On Dec 18, 2013, at 6:08 AM, Lars Seipel <lars.seipel(a)gmail.com> wrote:
But just freezing libraries at some random version essentially creates a
fork which has to be maintained inside Fedora. Who is going to develop
programs specifically for Fedora? Most developers are targeting the
broader GNU/Linux type of system. Now think about Fedora supporting libA
at version x while Debian froze it at version y and SUSE at z. What have
we won?
Really, this should be solved in upstream projects so you can expect a
stable library API across distribution boundaries. Doing it in Fedora is
not actually solving the problem.
Thanks for the response.
Is it really upstream causing the problem in the first place? Or is it the distributions,
who have always selected what library versions they will package, while also proscribing
packaged libraries in applications, along with the insistence that it's the
distribution package maintainer who decides what ships, not the developer?

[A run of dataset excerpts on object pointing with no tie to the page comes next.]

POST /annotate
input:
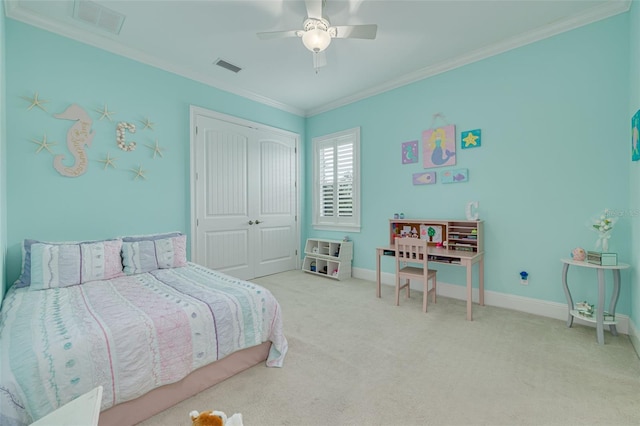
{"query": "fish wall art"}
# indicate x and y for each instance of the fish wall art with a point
(454, 176)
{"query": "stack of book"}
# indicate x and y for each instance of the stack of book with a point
(587, 310)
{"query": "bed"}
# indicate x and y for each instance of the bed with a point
(152, 329)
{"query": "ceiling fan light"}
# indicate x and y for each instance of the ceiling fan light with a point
(316, 40)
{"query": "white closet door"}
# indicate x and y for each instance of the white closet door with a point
(245, 198)
(275, 207)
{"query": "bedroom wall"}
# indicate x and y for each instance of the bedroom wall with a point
(555, 152)
(634, 175)
(42, 204)
(3, 145)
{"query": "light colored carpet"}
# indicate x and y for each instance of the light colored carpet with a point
(357, 360)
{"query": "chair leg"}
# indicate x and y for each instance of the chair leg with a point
(433, 287)
(425, 295)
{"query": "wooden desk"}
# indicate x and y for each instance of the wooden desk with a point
(599, 320)
(467, 259)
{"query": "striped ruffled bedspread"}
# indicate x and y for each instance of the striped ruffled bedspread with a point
(129, 334)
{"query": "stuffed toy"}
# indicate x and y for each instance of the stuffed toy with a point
(215, 418)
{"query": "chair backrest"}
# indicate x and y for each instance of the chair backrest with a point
(411, 250)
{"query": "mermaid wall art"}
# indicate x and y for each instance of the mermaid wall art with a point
(439, 146)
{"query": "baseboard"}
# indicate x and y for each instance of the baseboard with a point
(633, 335)
(508, 301)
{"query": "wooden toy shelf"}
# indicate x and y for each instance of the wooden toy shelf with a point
(460, 235)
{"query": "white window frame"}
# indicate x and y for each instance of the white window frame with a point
(337, 223)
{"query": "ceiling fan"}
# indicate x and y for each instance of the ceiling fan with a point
(317, 32)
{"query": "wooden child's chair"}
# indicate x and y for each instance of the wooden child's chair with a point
(413, 251)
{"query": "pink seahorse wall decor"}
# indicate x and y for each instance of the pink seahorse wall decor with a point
(78, 136)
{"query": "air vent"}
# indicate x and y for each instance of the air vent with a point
(227, 65)
(98, 16)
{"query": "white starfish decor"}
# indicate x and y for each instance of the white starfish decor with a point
(43, 144)
(105, 113)
(108, 161)
(35, 102)
(156, 149)
(139, 173)
(148, 124)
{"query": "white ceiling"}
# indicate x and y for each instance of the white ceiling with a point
(415, 39)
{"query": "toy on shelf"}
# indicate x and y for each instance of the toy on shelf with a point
(579, 254)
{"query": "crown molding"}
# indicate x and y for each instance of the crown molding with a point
(607, 10)
(13, 11)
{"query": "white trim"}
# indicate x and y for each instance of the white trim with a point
(104, 42)
(607, 10)
(529, 305)
(634, 336)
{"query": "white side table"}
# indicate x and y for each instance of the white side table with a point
(84, 410)
(600, 322)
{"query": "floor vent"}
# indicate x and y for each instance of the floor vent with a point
(227, 65)
(98, 16)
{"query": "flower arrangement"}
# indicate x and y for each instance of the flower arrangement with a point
(603, 224)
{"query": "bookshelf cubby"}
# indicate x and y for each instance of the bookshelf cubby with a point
(329, 258)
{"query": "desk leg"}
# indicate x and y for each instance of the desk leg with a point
(378, 254)
(614, 299)
(481, 280)
(469, 292)
(565, 269)
(600, 309)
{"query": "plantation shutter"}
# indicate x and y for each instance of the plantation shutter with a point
(335, 201)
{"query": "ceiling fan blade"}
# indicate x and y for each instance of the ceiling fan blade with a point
(319, 60)
(277, 34)
(356, 31)
(314, 8)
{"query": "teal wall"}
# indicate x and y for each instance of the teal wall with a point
(634, 175)
(3, 144)
(41, 203)
(555, 152)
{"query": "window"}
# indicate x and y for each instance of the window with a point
(336, 181)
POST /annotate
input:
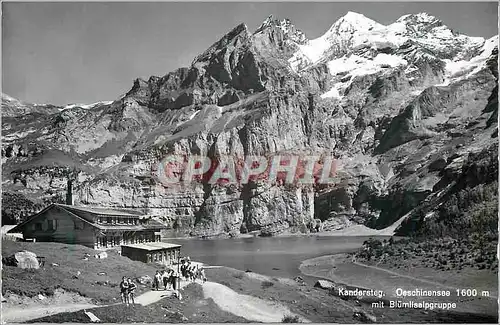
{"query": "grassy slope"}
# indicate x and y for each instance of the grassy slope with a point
(193, 308)
(319, 306)
(70, 260)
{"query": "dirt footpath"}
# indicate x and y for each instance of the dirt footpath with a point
(248, 307)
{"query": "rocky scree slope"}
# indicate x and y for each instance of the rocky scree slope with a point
(406, 108)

I don't think you get to fully blame this lack of application portability on linux on
upstream. The distributions make choices that are motivated, I'd like to think, by
what's best for their users. But in so doing, they also have caused a kind of
fragmentation that makes the distributions effectively proprietary, and as different as
Windows is to OS X. The one commonality they share is the name of the kernel. It's
actually quite disconcerting for people new to "linux" to find out the extent of
mutual incompatibility that exists. Again, I don't think that's any upstream's
design goal. Conversely, differentiation is a design goal for distributions.